Hello... Thank u for your advice... I think im getting to the point... I was considering flying up there to see if i could do something... But he basically disowned me because i suggested jail time so he could sober up... He even got mad at my brother for something irrelevent ( but i also told him to call and check up on our dad) its just so scary that my dad has gotten to this extent... Heathwise im sure this drinking has already taken a toll... When he stopped drinking for a while he definitely went through severe withdrawal... Now all the legal woes... Financial problems... My step mom calls me all the time because im the only one who is responsible for him... Shes at witts end and complains to me about the situation expecting me to do something... I wish there was a way i could send him to rehab but its unfortunately true that u cant help someone who does not want to be helped... Thank u all for ur advice... It reaffirms all my thoughts.
ps.. and when you do talk to him, make sure he's sober.. there is no use talking to them when they're drunk.
I am so sad for you.. one thing to know is that alcoholics look for any excuse to drink. When you say something to him or someone else concerning his drinking, that fuels the fire. I know this for a fact. I have spent many years getting mad at my husband and saying things about his drinking. He would get mad back at me, sulk up and start drinking (heavier than normal). Well, I got to the point where I started drinking myself so that I would not worry about anything.. I've been trying to live in never never land.. it's not working out too well..
You might just have to sit there and do nothing, except just let him know you love him. He's apparently not ready to change.. if you have to say something, just tell him calmly and kindly that you love him, care for him and are concerned for him.. that you will be there for him when he needs your help.. when he's ready to sober up.. then just leave it at that. Doing this is atleast doing something..
If something was to happen it would NOT be your fault whatsoever!! Believe that! I hope you find peace soon and I hope your dad chooses the right path eventually. Best wishes.
Thank u both for ur comments... I understand u can only help those who want to be helped... The only problem is he is near rock bottom... But his anger issued mixed with his alcoholism is seriously dangerous... I dont live in the same state as him so by the time news gets to me, something serious has happened... Even after wrecking a fancy car... Gambling away 20k he did not have.... Going on rampages... Lastly shooting a gun in the air in public... He still has not come to reality... He was put in jail so many times that hes become so used to it... With that last incident he was arrested...i told my step mom he needs to stay in there to sober up... She bailed him out anyway... No hes furious at me because i told my step mom that he needed to stay in there... Since then has has not been sober for even a second... His drinking problem has escalated to beyond his problem.. I think him going to jail was the best outcome... Id like to reach out to recovering alcoholics but i know that there will be a cultural barrier because of our ethnicity... He doesnt really trust outside of his own kind per se. Ive read books on intervention but problem is we can afford to send him to rehab and again that cultural indifference comes into play... I cant just sit there and do nothing... I feel like if something was to happen i would be partially at fault...
I am speaking as an alcoholic and my own personal experience. I am 9 years sober.
Reasoning with me when I was actively drinking was a waste of time because in my warped state of mind the people who tried to reason with me could not understand, I was not drinking from a bottle wrapped in a brown paper bag while laying on the side of the street so how could I be an alcoholic, the more you reasoned the more resentful I became of you. In some ways drink was my God but I thought I was in control, I knew I was a heavy drinker but so were all my "friends" I thought life's problems were due to depression.
Getting in trouble meant nothing in the context of my drinking, I could find plenty of reasons or excuses other than drink for any problems.
It was when I hit rock bottom that I was willing to listen and even then I was reluctant to hear all that was said to me, I heard what I wanted to hear and put the rest aside. The only person who I would honestly listen to was someone who I could relate to, another drunk like myself. The people I eventually listened to were recovering alcoholics. I was at that stage a broken man, no family, no friends, no home and no money. I was in poor health both physical and mental after years of abuse. I was in hospital and the doctors asked two people from Alcoholics Anonymous to talk to me.

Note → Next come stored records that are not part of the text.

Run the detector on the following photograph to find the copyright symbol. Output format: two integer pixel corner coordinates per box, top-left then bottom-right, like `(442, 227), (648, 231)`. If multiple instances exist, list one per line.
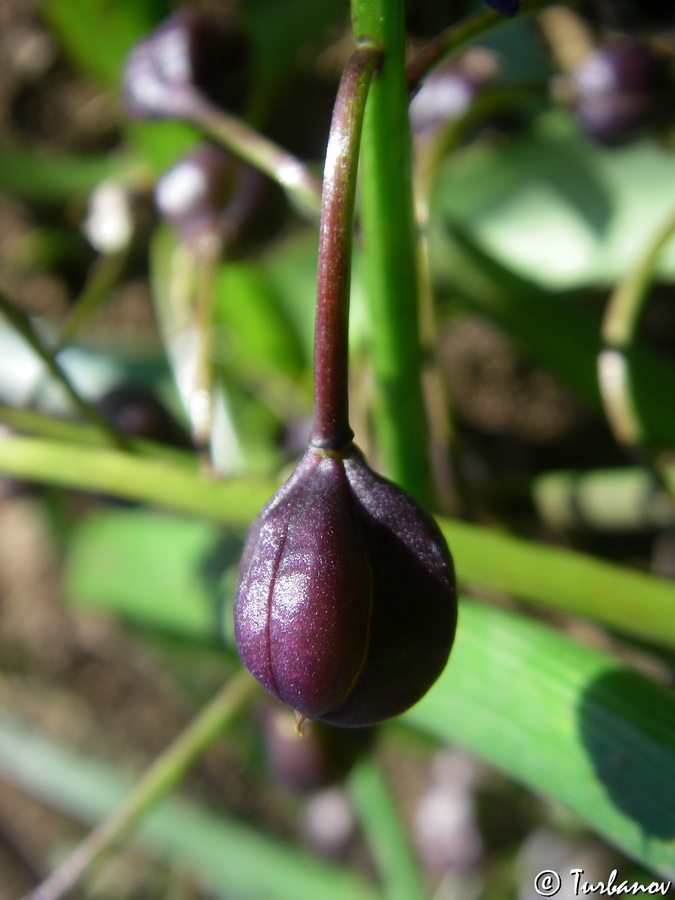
(534, 869), (562, 897)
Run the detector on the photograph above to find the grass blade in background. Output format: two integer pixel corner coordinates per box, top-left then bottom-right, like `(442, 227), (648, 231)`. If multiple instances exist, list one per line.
(0, 437), (675, 643)
(404, 602), (675, 877)
(0, 716), (378, 900)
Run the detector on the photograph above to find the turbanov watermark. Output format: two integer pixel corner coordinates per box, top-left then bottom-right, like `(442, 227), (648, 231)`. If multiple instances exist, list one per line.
(534, 869), (671, 897)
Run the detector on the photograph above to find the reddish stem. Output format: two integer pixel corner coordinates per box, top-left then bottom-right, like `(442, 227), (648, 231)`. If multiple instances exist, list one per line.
(311, 44), (381, 451)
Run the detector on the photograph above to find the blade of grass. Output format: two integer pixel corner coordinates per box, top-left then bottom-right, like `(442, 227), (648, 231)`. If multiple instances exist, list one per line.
(0, 715), (379, 900)
(404, 602), (675, 877)
(349, 755), (425, 900)
(21, 671), (258, 900)
(0, 435), (675, 645)
(0, 292), (129, 449)
(532, 466), (675, 532)
(431, 223), (675, 447)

After talking with thee people I began to think that maybe I was more than just a "heavy drinker" and that maybe all my problems were not caused by depression. The fog slowly lifted.

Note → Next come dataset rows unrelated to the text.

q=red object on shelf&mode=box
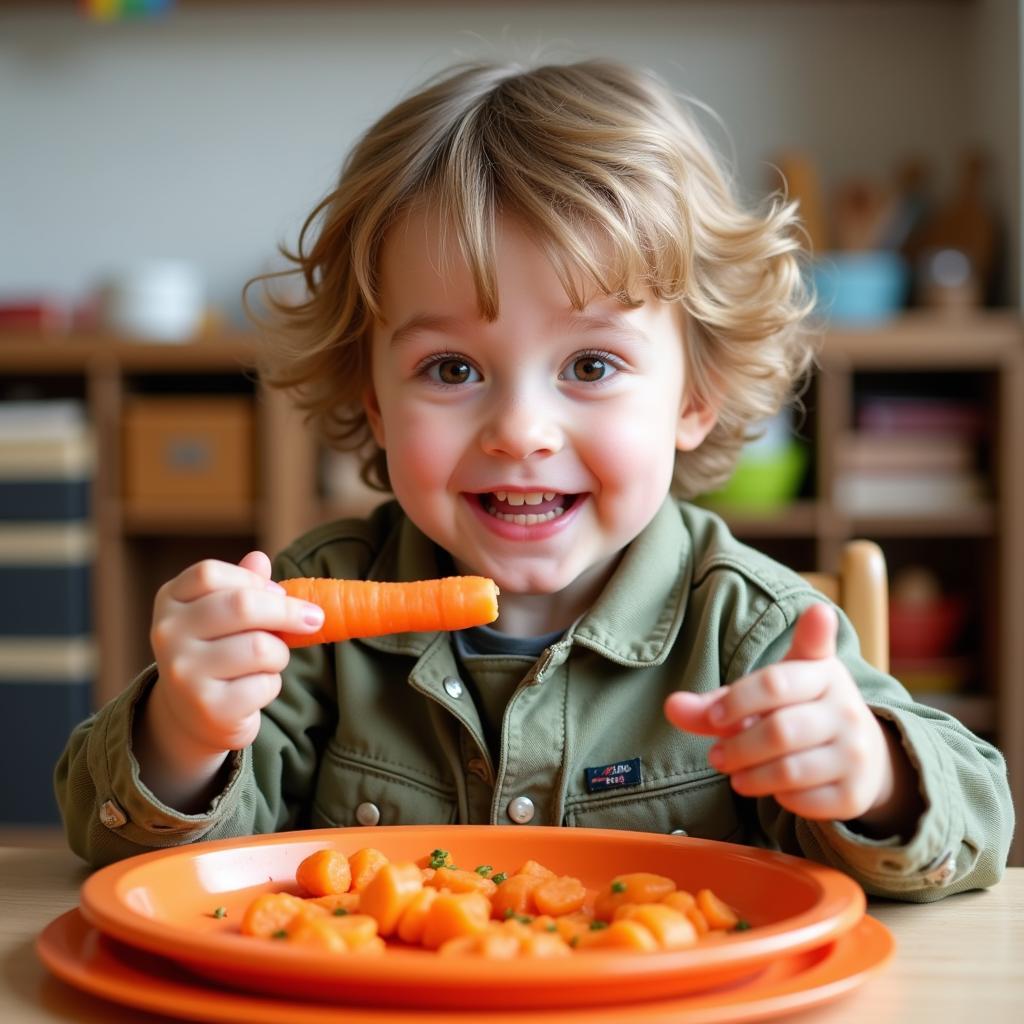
[889,596,967,660]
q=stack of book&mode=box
[834,395,987,515]
[0,400,94,824]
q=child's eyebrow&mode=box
[388,313,465,345]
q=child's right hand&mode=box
[146,551,324,757]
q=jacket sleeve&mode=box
[54,558,337,867]
[729,590,1014,902]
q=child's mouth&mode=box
[479,490,579,526]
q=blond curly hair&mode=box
[246,60,813,498]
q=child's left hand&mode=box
[665,604,898,824]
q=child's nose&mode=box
[480,395,563,459]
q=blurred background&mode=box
[0,0,1024,859]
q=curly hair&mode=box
[246,60,813,498]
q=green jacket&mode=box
[55,501,1013,901]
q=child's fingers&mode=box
[161,556,282,603]
[708,701,839,775]
[708,662,835,732]
[176,587,324,640]
[731,743,845,797]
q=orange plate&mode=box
[82,825,864,1008]
[36,910,894,1024]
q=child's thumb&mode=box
[782,604,839,662]
[239,551,270,580]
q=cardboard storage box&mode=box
[123,395,255,512]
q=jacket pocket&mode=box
[564,774,743,841]
[310,743,459,827]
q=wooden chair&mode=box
[801,541,889,672]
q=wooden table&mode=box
[0,848,1024,1024]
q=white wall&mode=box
[0,0,1020,313]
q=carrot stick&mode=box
[279,577,498,647]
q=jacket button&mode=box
[508,797,537,825]
[355,802,381,825]
[99,800,128,828]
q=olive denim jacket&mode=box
[55,500,1013,901]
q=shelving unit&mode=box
[0,312,1024,863]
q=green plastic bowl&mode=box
[699,441,809,512]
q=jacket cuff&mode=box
[88,665,251,847]
[803,705,962,897]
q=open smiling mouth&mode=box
[477,490,580,526]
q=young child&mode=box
[56,61,1013,900]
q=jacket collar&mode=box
[360,498,693,667]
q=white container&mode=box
[103,260,205,342]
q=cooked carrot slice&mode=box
[427,867,498,899]
[577,921,657,952]
[615,903,697,949]
[295,850,352,896]
[395,888,437,945]
[594,871,676,921]
[421,892,490,949]
[490,874,545,921]
[359,864,423,935]
[534,874,587,918]
[697,889,739,932]
[348,847,389,893]
[240,893,305,939]
[306,893,359,913]
[515,860,555,879]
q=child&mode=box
[56,62,1013,900]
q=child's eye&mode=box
[563,352,618,384]
[420,355,481,387]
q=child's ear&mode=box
[676,397,718,452]
[362,384,387,449]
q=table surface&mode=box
[0,847,1024,1024]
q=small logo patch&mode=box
[584,758,643,793]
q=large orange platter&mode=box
[81,825,865,1009]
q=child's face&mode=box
[366,213,714,597]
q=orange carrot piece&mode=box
[534,874,587,918]
[421,892,490,949]
[490,874,545,921]
[240,893,305,939]
[615,903,697,949]
[594,871,676,921]
[425,867,498,899]
[697,889,739,932]
[348,846,390,893]
[295,850,352,896]
[359,864,423,935]
[396,888,437,945]
[279,577,498,647]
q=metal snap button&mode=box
[355,802,381,825]
[99,800,128,828]
[508,797,537,825]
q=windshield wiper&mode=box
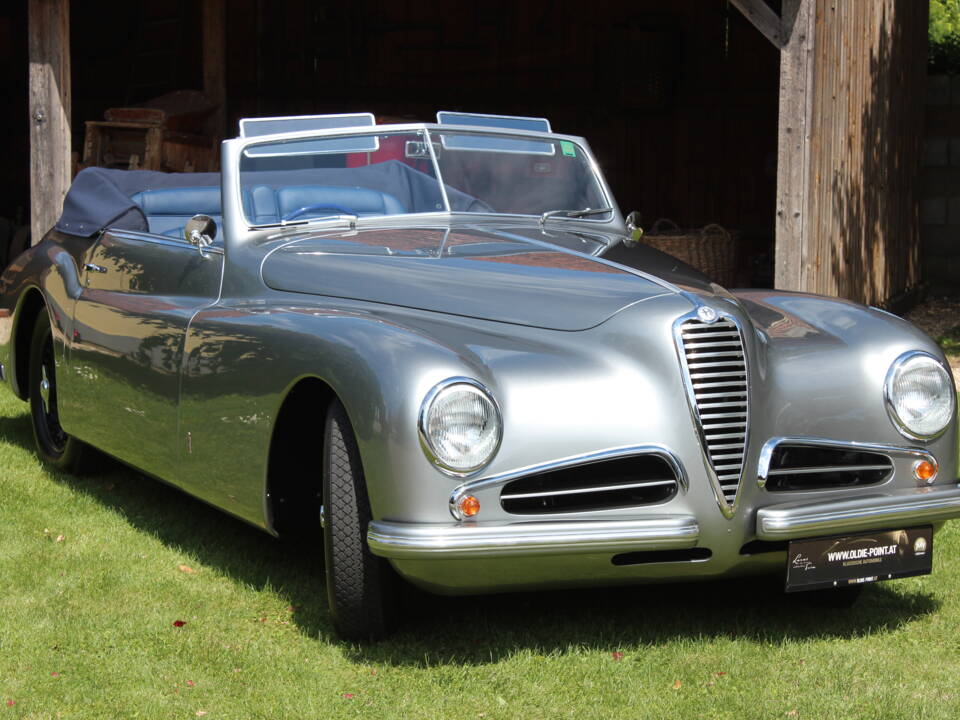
[540,208,613,228]
[249,214,358,230]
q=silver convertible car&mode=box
[0,113,960,639]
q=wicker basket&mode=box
[641,218,737,287]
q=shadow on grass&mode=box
[0,408,939,666]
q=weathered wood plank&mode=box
[730,0,784,48]
[774,0,816,290]
[27,0,71,244]
[804,0,927,305]
[202,0,227,139]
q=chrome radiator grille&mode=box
[680,317,748,506]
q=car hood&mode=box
[261,227,677,330]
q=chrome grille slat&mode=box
[760,441,894,492]
[700,413,747,420]
[696,390,747,407]
[500,479,677,500]
[687,360,743,370]
[676,317,750,512]
[500,451,683,516]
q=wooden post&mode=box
[774,0,816,290]
[203,0,227,139]
[28,0,71,244]
[729,0,784,48]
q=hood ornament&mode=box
[697,305,720,325]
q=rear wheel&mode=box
[28,312,89,472]
[323,400,400,640]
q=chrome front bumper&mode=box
[367,485,960,560]
[757,485,960,540]
[367,515,700,559]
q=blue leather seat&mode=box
[244,185,407,224]
[130,187,223,237]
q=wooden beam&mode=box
[202,0,227,139]
[27,0,71,244]
[774,0,816,290]
[729,0,784,48]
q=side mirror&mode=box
[183,215,217,257]
[624,210,643,247]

Nobody could change me, it had to start first with me understanding and accepting that I had a problem and secondly that drink was my problem. I think it was by listing to the story of the two gentlemen from AA who came to visit me in hospital,they told me how it was for them when they were drinking, what recovery was like and what life is like for them now. What they had to say began to slowly sink in, I recognised my self in their story's, I could identify with them, slowly I began to changed my thinking. I wanted what they had.
Recovery must be the choice of the addict and they must want it, they must do it for themselves or it will not work.
Ray
im an alcoholis aswell, i made my families life hell for years, unfortunately until he sees what is happening and wants to do something about it, no amount of pleading or asking will do anything, what saved me was AA, even then it took me 3 years for the penny to drop. ive been sober for 5 years in october and there is a life after alcohol(its a lot better). he has to want it.